The $8 price drop in near-month natural gas futures since the $15.780 price peak in mid-December is attracting some demand back into the market. Fertilizer manufacturers Terra Industries and Agrium Inc. said last week that falling gas prices and other factors have enabled them to resume production of ammonia and upgraded products at three of their idled facilities.
Terra suspended all production at the Woodward, OK, plant last November due to soaring natural gas costs and a Midcontinent drought that was expected to negatively impact spring farming. In December, the company also shut down its Yazoo City, MS, facility because of high natural gas costs. That plant remains down. Terra's other three plants in Iowa, Ontario and Tulsa, OK, are operating.
While high gas prices were the major factor impacting the decision to shut down the Woodward facility, Terra spokesman Joe Ewing said drought also had a significant impact. "We've had very little rainfall out there so the farming has been delayed.
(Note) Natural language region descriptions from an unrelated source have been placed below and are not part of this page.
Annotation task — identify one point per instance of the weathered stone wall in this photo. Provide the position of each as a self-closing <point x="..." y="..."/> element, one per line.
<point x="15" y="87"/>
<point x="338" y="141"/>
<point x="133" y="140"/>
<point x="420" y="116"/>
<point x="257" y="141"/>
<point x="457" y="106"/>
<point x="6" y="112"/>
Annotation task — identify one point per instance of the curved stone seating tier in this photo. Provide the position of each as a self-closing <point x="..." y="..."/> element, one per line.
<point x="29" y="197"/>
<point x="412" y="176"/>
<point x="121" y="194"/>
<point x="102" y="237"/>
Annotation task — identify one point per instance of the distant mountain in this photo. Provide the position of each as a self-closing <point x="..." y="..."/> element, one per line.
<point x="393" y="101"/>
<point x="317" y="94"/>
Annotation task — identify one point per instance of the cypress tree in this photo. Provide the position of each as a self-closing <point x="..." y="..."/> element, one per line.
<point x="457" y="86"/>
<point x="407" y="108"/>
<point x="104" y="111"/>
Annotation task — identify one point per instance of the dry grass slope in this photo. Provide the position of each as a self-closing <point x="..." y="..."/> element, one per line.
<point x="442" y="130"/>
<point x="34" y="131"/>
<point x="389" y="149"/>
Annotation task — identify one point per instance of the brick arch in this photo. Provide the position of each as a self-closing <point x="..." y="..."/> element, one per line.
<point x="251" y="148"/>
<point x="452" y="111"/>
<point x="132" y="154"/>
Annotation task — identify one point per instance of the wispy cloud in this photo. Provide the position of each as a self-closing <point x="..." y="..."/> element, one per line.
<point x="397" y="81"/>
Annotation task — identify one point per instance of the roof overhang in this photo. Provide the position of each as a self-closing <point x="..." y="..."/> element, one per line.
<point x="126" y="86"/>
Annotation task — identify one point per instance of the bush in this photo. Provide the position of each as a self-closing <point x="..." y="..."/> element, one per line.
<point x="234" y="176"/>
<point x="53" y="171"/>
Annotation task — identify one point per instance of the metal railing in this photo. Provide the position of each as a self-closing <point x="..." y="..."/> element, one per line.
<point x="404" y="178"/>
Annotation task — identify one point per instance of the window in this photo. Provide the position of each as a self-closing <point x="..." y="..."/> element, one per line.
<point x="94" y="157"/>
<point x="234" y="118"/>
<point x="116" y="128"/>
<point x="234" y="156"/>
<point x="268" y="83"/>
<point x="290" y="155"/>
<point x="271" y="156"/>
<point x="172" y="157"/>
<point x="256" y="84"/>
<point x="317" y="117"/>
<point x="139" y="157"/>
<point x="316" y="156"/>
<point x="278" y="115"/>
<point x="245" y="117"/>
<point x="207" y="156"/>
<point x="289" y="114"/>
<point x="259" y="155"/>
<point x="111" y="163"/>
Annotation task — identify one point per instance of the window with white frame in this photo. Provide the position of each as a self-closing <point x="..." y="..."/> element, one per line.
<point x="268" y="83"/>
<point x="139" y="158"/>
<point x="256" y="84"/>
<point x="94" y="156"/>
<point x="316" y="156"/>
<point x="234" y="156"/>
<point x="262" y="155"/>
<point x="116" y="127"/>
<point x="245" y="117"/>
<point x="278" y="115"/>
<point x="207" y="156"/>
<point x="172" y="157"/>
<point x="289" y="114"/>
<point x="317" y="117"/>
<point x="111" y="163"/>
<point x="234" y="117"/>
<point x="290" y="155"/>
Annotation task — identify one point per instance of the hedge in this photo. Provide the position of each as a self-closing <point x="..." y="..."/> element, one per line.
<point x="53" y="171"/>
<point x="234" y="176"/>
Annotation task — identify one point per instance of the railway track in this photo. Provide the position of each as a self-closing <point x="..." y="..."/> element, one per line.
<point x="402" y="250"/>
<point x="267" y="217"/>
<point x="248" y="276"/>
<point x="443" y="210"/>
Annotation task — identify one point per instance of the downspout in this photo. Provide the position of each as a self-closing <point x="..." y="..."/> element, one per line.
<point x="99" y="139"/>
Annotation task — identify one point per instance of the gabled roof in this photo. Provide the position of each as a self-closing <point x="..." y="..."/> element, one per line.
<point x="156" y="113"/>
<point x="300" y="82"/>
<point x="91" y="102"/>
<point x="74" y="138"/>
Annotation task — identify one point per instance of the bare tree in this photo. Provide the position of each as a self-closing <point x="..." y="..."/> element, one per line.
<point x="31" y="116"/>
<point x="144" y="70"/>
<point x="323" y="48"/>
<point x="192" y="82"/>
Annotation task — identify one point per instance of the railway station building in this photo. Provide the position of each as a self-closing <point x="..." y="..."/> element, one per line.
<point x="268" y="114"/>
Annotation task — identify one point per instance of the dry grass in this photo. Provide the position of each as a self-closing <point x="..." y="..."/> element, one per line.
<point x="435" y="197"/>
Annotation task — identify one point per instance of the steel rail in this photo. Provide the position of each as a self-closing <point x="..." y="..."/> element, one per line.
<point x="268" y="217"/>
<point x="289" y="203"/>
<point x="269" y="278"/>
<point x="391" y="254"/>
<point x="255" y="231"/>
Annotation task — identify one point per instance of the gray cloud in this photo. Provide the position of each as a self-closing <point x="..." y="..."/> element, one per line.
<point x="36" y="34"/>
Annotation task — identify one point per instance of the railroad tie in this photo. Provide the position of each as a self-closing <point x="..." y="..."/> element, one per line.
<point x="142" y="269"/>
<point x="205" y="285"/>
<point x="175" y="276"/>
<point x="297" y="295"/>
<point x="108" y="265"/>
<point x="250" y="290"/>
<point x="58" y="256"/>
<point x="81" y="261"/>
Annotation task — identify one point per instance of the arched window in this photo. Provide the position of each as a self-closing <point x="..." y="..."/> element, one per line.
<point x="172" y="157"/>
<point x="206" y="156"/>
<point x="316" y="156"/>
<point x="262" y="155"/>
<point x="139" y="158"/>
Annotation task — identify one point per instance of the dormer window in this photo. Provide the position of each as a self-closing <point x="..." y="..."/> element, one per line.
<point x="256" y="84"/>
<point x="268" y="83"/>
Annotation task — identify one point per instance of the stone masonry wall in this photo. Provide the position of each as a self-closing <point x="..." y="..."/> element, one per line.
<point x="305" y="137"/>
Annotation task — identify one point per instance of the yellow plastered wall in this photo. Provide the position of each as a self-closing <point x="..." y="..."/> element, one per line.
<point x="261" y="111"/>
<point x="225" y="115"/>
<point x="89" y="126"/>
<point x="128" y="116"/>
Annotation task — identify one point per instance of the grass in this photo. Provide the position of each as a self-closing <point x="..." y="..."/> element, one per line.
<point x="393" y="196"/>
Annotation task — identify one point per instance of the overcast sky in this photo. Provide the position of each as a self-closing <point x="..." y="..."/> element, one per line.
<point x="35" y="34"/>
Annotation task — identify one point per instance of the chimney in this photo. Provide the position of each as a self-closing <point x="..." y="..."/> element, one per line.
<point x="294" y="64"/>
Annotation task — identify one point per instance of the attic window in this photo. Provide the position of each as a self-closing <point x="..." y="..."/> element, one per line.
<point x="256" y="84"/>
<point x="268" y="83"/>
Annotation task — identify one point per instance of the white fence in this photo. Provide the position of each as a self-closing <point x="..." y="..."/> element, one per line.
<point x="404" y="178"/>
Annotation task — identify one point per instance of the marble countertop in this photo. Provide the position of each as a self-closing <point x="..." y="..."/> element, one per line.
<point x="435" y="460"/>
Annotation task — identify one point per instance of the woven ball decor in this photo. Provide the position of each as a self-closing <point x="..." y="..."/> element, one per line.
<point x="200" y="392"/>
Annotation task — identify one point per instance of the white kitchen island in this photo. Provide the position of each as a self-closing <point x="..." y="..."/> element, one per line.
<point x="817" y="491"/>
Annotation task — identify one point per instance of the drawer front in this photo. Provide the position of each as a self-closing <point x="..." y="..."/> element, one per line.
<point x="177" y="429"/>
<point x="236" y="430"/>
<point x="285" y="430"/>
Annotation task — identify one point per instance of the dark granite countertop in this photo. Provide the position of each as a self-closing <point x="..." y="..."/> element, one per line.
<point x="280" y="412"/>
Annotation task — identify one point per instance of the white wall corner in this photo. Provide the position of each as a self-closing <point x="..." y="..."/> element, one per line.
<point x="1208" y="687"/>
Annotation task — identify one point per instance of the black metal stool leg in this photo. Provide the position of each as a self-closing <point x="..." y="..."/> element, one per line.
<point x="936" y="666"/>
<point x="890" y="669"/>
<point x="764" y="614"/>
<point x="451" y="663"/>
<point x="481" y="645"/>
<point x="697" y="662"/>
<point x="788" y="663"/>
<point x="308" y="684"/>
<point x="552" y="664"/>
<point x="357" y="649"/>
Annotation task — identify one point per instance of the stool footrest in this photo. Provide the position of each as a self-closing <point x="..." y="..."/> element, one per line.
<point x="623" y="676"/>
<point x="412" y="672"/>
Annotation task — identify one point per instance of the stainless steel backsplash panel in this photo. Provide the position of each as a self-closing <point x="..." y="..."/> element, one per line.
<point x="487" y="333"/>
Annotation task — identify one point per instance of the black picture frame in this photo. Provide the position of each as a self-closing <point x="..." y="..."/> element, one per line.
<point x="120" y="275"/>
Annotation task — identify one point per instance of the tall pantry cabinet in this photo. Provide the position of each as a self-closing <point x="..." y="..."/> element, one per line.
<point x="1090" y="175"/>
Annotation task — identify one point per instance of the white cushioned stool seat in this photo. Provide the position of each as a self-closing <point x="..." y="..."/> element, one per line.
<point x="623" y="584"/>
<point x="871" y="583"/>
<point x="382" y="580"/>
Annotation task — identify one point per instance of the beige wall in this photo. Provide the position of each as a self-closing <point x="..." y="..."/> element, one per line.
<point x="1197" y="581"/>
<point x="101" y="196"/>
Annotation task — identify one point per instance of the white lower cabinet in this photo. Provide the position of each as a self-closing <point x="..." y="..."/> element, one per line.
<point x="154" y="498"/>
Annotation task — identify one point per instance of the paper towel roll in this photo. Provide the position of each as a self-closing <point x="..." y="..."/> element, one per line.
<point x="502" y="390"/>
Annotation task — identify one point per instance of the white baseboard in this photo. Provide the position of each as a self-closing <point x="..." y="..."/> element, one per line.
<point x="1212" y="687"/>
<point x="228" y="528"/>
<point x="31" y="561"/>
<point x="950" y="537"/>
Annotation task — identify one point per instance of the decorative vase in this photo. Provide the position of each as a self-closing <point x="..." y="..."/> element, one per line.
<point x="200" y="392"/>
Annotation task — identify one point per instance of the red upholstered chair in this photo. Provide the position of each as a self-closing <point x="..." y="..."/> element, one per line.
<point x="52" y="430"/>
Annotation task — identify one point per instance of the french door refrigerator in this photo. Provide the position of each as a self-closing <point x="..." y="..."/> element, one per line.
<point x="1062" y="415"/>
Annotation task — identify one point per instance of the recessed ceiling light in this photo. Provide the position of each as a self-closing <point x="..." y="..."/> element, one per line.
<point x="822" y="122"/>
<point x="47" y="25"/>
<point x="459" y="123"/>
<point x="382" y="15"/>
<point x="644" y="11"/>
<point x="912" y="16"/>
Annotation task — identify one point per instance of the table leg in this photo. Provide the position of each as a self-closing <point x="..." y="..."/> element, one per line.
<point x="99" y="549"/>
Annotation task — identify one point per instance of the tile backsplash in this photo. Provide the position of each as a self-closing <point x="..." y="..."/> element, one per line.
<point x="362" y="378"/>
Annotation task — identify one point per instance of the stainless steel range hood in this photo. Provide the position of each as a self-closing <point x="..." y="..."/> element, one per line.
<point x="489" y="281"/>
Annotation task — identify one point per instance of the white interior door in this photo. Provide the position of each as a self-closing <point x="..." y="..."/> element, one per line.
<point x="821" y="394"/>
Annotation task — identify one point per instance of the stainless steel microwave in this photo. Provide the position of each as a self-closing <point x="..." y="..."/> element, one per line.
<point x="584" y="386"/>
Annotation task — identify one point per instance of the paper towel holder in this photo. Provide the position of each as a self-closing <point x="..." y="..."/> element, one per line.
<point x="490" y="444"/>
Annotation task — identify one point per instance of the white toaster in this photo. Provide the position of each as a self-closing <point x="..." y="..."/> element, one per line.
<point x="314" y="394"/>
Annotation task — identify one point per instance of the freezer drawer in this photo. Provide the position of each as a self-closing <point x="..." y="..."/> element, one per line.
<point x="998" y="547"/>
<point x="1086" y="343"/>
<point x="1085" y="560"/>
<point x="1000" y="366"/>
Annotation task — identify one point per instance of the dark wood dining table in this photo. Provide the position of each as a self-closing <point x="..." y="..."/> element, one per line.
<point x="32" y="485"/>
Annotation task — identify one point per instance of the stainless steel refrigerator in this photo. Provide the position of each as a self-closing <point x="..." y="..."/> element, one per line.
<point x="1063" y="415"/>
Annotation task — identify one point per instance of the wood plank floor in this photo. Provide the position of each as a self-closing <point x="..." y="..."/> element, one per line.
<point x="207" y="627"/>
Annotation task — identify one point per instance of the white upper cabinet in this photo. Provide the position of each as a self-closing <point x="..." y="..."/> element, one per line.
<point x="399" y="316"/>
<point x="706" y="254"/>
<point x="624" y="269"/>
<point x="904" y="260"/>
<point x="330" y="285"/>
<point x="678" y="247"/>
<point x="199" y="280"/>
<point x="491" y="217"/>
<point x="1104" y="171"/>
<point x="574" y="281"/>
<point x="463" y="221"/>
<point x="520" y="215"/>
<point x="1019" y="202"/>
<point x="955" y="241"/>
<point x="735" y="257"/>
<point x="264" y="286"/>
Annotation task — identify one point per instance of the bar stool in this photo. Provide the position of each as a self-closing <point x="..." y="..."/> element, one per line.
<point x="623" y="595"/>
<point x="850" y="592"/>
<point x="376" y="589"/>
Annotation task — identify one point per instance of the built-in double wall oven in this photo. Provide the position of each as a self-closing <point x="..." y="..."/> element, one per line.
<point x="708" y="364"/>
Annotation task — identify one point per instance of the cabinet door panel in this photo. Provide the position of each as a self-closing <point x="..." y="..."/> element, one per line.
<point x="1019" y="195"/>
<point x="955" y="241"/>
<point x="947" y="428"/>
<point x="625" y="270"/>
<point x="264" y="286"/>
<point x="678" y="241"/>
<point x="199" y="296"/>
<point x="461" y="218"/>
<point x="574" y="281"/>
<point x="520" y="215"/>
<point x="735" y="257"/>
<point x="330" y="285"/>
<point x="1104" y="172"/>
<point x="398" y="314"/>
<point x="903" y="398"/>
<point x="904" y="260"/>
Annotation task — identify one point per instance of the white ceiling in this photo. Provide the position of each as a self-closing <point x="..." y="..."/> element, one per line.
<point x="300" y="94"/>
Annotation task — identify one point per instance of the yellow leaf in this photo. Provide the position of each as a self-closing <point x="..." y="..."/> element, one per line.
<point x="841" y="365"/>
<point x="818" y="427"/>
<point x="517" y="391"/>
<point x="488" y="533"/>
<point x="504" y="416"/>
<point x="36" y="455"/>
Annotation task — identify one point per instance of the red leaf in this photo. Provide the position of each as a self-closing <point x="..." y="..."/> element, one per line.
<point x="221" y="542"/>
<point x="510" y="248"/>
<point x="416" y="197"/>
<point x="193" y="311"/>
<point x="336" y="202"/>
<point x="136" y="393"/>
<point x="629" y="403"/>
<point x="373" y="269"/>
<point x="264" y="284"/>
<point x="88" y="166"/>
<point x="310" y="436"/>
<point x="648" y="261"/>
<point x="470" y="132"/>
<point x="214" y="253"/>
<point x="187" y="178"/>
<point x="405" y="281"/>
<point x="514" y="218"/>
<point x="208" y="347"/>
"We're still thinking that demand for our products will be off slightly, anywhere from 3% to 7% because of the high prices of inputs to our farmers and what they will get for their crops, particularly corn. The price of corn has been depressed somewhat since the fall," Ewing said. "Farmers have had to pay higher prices for fuels, fertilizer, irrigation, all those things. A lot of them use natural gas for irrigation.
"We think the demand from planting will be off a bit this year. But we've taken some product out of the production cycle, so we think maybe inventories are low enough that we'll be prepared for the spring without too much surplus inventory."
Agrium Inc. also announced last week that weaker gas prices have enabled it to restart production immediately at its Borger, TX, facility and prepare to restart operations in Fort Saskatechan, AB, by mid-February.
Natural gas is a feedstock in ammonia production with the cost of gas making up more than 80% to the total cost of production. It takes about 32-35 MMBtu of gas to produce one short ton of ammonia. Terra's five North American plants typically consume 100 Bcf of natural gas annually. Terra CEO Michael L. Bennett said last year that a $1/Mcf hike in the price of gas adds approximately $14-15 million to the company's gas bill.
According to the Washington, DC-based Fertilizer Institute, since 1998 17 U.S. fertilizer plants have shut down permanently due primarily to high natural gas prices. Five were idled until last week.